#440 closed defect (fixed)
[patch] maxlength incorrectly checked for international characters in utf-8
Reported by: | Owned by: | Adrian Holovaty | |
---|---|---|---|
Component: | contrib.admin | Version: | |
Severity: | normal | Keywords: | |
Cc: | Triage Stage: | Unreviewed | |
Has patch: | yes | Needs documentation: | no |
Needs tests: | no | Patch needs improvement: | no |
Easy pickings: | no | UI/UX: | no |
Description
In django.core.formfields TextField.isValidLength checks length very naively:
if data and self.maxlength and len(data) > self.maxlength:
Since sane applications tend to use utf-8 for web output 'data' passed to this method is also in utf-8. This means that len(data) actually gives more bytes than characters for any non-ascii input.
Attachments (3)
Change History (14)
comment:1 by , 19 years ago
comment:2 by , 19 years ago
Hm... any pointer where to get the charset for output? Or Django is always in utf-8?
Also, I'm not (yet :-) ) familiar with the code so I don't know where else similar things can bite... I'd rather just unicode() any string data from web before processing but I have no idea if it would be feasible.
comment:3 by , 19 years ago
I think a len(data.decode('utf-8')) should give the correct string length of the input - django should allways use utf-8 coded output and so receive utf-8 coded input.
if data and self.maxlength and len(data.decode('utf-8')) > self.maxlength:
comment:4 by , 19 years ago
Yeah, I searched the code and it seems that 'utf-8' is hardcoded everwhere. Hence the patch as Hugo suggested.
comment:5 by , 19 years ago
Summary: | maxlength incorrectly checked for international characters in utf-8 → [patch] maxlength incorrectly checked for international characters in utf-8 |
---|
comment:6 by , 19 years ago
This hardcoded 'utf-8' still bugs me. Though I understand that it's the best practice but the user may have legitimate reasons to throw output in some other encoding. I think it would be nice to have an option somewhere in project settings for default project encoding and use it for output and input.
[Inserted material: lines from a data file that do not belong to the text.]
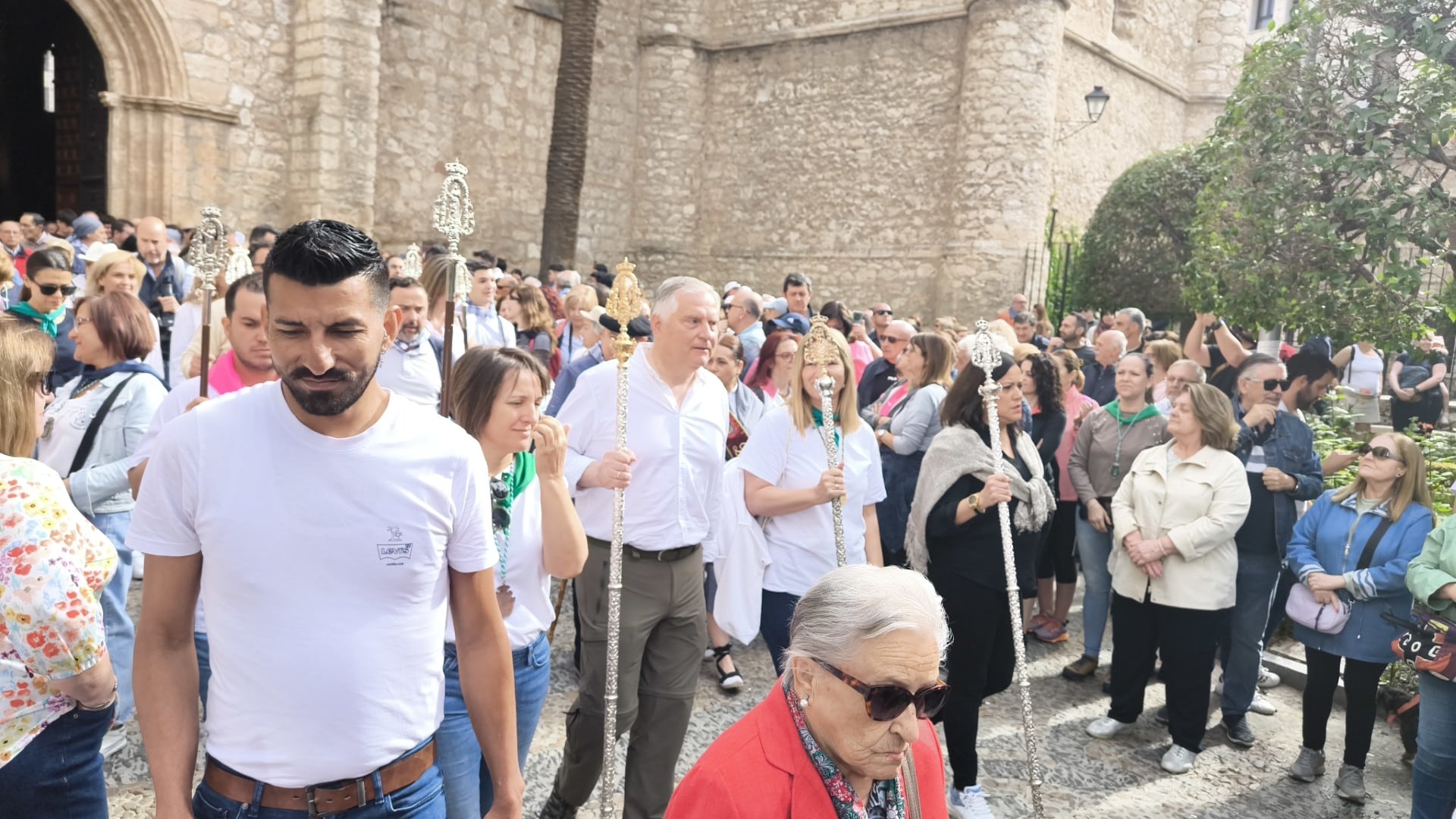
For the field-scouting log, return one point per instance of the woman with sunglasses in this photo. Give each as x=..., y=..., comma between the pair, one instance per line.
x=495, y=394
x=846, y=729
x=55, y=662
x=42, y=303
x=1353, y=548
x=1172, y=567
x=954, y=534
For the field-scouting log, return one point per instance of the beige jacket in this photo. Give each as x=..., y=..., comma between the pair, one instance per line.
x=1200, y=506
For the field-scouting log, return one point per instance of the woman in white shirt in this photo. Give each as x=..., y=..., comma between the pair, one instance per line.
x=497, y=395
x=788, y=482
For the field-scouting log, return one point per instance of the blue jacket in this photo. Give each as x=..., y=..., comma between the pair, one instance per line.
x=1320, y=545
x=1291, y=447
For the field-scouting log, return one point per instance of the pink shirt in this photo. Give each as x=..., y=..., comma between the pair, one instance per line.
x=1074, y=401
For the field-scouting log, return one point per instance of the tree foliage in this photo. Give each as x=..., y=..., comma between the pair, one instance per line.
x=1329, y=205
x=1139, y=240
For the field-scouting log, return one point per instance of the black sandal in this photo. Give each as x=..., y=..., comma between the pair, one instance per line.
x=728, y=681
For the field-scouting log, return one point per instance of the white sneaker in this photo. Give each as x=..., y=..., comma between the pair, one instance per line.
x=1263, y=706
x=970, y=803
x=1107, y=727
x=114, y=741
x=1178, y=760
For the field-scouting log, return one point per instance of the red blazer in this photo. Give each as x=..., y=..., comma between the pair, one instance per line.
x=759, y=768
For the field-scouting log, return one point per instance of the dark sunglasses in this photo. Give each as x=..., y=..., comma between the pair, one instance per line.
x=1379, y=452
x=884, y=703
x=500, y=516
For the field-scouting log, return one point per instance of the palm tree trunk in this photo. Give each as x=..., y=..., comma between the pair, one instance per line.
x=566, y=162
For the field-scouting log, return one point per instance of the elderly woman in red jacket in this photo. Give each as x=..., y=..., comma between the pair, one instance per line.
x=846, y=729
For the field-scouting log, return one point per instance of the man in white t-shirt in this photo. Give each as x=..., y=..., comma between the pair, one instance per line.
x=344, y=523
x=677, y=430
x=411, y=366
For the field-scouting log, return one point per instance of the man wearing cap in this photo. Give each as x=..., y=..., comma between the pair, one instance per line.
x=745, y=318
x=639, y=328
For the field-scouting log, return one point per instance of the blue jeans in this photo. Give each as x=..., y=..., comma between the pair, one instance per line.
x=1241, y=651
x=1097, y=599
x=469, y=793
x=774, y=623
x=121, y=634
x=204, y=668
x=58, y=774
x=425, y=799
x=1433, y=781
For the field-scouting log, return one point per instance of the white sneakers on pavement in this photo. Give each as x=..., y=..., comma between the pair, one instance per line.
x=970, y=803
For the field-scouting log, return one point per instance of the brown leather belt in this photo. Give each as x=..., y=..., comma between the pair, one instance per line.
x=322, y=800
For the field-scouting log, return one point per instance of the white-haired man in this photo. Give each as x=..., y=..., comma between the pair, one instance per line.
x=676, y=436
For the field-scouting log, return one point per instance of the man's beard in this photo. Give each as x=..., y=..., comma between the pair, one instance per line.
x=328, y=404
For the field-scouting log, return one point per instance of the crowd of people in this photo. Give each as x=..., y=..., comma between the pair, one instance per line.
x=331, y=497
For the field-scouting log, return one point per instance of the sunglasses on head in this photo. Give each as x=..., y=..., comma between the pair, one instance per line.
x=1379, y=452
x=884, y=703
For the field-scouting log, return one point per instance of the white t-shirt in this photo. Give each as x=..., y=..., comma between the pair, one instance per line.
x=802, y=544
x=325, y=575
x=416, y=375
x=525, y=572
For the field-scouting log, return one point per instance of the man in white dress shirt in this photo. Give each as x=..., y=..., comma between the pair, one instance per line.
x=411, y=366
x=677, y=428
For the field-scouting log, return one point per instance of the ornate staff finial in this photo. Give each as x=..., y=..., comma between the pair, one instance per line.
x=209, y=249
x=623, y=305
x=414, y=262
x=239, y=264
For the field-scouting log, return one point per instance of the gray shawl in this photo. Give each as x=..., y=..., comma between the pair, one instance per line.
x=960, y=450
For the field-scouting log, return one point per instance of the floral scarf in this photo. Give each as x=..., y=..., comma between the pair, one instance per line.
x=886, y=800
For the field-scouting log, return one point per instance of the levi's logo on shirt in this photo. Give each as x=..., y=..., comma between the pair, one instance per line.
x=397, y=551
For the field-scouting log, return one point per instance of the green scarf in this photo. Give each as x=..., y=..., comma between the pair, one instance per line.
x=819, y=422
x=50, y=322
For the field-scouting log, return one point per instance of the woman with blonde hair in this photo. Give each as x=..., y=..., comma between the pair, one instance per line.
x=1351, y=550
x=55, y=662
x=788, y=482
x=1174, y=564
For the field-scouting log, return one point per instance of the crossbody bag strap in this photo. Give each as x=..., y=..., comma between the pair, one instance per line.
x=89, y=439
x=912, y=787
x=1375, y=541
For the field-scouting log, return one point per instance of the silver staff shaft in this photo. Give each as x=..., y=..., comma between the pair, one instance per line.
x=826, y=388
x=989, y=395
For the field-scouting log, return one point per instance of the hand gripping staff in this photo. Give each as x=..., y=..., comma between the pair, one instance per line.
x=819, y=350
x=623, y=305
x=987, y=357
x=455, y=218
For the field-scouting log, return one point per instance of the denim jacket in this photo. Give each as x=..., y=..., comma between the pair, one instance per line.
x=1320, y=545
x=1291, y=447
x=99, y=485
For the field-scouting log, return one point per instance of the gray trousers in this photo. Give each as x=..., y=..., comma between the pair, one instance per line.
x=664, y=630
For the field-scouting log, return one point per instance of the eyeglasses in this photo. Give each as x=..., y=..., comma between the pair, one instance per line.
x=1379, y=452
x=884, y=703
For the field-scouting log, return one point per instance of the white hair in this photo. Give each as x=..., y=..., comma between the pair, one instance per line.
x=664, y=303
x=862, y=602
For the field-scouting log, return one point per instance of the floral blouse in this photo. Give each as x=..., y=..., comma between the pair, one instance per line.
x=53, y=567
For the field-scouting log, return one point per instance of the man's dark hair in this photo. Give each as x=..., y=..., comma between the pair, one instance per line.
x=1310, y=365
x=1256, y=360
x=254, y=283
x=259, y=235
x=322, y=251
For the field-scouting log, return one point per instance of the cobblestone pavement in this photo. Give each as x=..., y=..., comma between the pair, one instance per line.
x=1084, y=777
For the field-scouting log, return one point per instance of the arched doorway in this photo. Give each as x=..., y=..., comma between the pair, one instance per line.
x=55, y=131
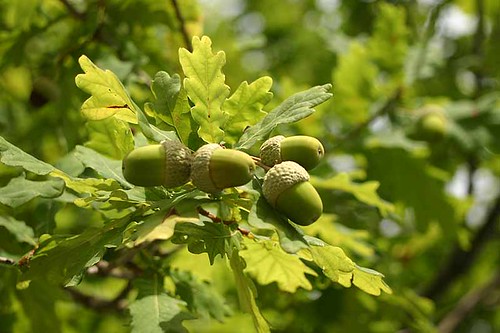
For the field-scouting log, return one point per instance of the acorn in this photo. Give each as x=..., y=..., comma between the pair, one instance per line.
x=215, y=168
x=305, y=150
x=287, y=188
x=167, y=164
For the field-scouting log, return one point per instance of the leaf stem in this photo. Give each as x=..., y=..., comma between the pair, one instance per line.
x=259, y=163
x=182, y=23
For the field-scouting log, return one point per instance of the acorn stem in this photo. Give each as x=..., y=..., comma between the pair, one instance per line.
x=259, y=163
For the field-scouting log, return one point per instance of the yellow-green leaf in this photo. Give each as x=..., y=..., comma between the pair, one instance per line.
x=204, y=84
x=109, y=97
x=268, y=263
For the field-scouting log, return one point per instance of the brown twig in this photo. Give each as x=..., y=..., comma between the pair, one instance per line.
x=467, y=304
x=477, y=47
x=461, y=260
x=7, y=261
x=182, y=23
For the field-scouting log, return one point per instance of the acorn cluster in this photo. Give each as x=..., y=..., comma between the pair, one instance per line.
x=213, y=168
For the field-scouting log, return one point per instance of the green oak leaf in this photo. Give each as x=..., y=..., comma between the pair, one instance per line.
x=351, y=240
x=293, y=109
x=268, y=263
x=109, y=97
x=13, y=156
x=204, y=84
x=172, y=107
x=212, y=238
x=247, y=294
x=103, y=165
x=244, y=107
x=20, y=190
x=201, y=297
x=365, y=192
x=22, y=232
x=59, y=261
x=340, y=269
x=154, y=308
x=111, y=137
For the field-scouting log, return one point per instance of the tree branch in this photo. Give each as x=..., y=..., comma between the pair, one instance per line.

comment:7 by , 19 years ago
Here's the better one (440.2.patch):
- adds DEFAULT_CHARSET to project settings template
- for compatibility with current projects if the parameter is not set fills it with 'utf-8'
- uses this setting in text fields decoding
- uses this setting in httpwrappers.HttpResponse
The last point means that this patch also fixes task 333.
comment:8 by , 19 years ago
I made a mistake in a 440.2.patch with always appending charset to the mimetype. This will break if the user supplies its own mimetype. Hence the correction in 440.3.patch: append charset only to default mimetype.
P.S. How do you mark patches obsolete in 'Trac'? Can anyone mark 440.2.patch as such or delete it whatsoever?
comment:9 by , 19 years ago
BTW, component 'Admin interface' seems not right. It's more like 'Validators' or even 'Core' I think...
comment:10 by , 19 years ago
Resolution: | → fixed |
---|---|
Status: | new → closed |
A patch would be great!